Location
- North Avenue Stafford, Staffordshire, ST16 1NR England
- Coordinates: 52°49′41″N 2°07′30″W﻿ / ﻿52.828°N 2.125°W

Information
- Type: Academy
- Motto: Learning, Working, Succeeding Together
- Local authority: Staffordshire
- Department for Education URN: 142983 Tables
- Ofsted: Reports
- Headteacher: Matthew Mason
- Gender: Coeducational
- Age: 11 to 18
- Houses: Chetwynd, Sandon, Tixall, Weston, Shugborough
- Colours: Green, yellow, red, white and purple
- Website: https://www.sirgrahambalfour.co.uk

= Sir Graham Balfour School =

Sir Graham Balfour School is a coeducational secondary school and sixth form located in Stafford, England. It is named after Graham Balfour, son of the Victorian statistician, who became Director of Education in Staffordshire.

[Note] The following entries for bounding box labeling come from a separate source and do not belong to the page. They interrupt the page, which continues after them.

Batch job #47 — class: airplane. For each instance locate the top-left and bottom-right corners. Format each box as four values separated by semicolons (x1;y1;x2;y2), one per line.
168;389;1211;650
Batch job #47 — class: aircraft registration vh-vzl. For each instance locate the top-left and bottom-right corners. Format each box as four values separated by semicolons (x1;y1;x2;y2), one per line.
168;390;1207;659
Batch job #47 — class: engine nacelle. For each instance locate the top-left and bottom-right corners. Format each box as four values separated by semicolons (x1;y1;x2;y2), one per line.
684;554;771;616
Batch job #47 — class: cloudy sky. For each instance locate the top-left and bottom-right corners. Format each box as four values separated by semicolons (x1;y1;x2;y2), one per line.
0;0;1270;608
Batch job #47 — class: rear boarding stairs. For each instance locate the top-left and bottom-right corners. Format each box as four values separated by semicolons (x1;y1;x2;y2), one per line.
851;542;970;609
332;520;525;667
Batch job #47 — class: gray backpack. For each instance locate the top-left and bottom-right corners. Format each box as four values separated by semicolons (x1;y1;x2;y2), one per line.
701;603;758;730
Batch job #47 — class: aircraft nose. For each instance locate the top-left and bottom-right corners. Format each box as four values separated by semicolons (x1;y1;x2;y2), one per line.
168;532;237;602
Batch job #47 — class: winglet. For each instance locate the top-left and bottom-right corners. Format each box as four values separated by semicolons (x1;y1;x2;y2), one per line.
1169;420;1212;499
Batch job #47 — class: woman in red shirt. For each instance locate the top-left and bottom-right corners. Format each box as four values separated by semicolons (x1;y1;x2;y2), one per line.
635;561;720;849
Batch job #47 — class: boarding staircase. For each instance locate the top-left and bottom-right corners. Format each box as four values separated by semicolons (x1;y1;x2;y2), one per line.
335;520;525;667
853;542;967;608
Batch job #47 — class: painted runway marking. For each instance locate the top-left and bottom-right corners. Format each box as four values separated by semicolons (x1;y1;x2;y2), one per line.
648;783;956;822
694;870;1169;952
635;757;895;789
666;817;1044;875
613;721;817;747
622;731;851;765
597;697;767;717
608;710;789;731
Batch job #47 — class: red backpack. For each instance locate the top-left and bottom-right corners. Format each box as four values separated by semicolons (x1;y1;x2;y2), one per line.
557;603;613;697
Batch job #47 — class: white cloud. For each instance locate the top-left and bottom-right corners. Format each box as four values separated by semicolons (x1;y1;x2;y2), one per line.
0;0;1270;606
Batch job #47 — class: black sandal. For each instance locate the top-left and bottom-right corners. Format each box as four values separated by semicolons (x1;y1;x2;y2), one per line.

The original school was demolished in 2001, with the new school building being constructed and completed in 2002. It achieved specialist Maths and Computing School status from September 2006. The school converted to academy status in September 2016. As of June 2021, the school is building a new set of classrooms, behind the sports hall, which will soon be where modern foreign languages (French, Spanish and German) will be taught.

Sir Graham Balfour School also offers post-16 education. The sixth form is an integral part of the Stafford Collegiate which involves all Stafford High Schools and Stafford College.

On 22 July 2016 David Wright retired as Head Teacher and Lesley Beck took over. In July 2022, Lesley Beck became CEO of the Trust and Matthew Mason took over.

==Controversy==
In May 2005, then-headteacher David Hill banned charity wristbands due to uniform regulations. This resulted in some students protesting on the school tennis grounds. Police were called after students began leaving the school grounds. Hill later retracted the ban on the bands.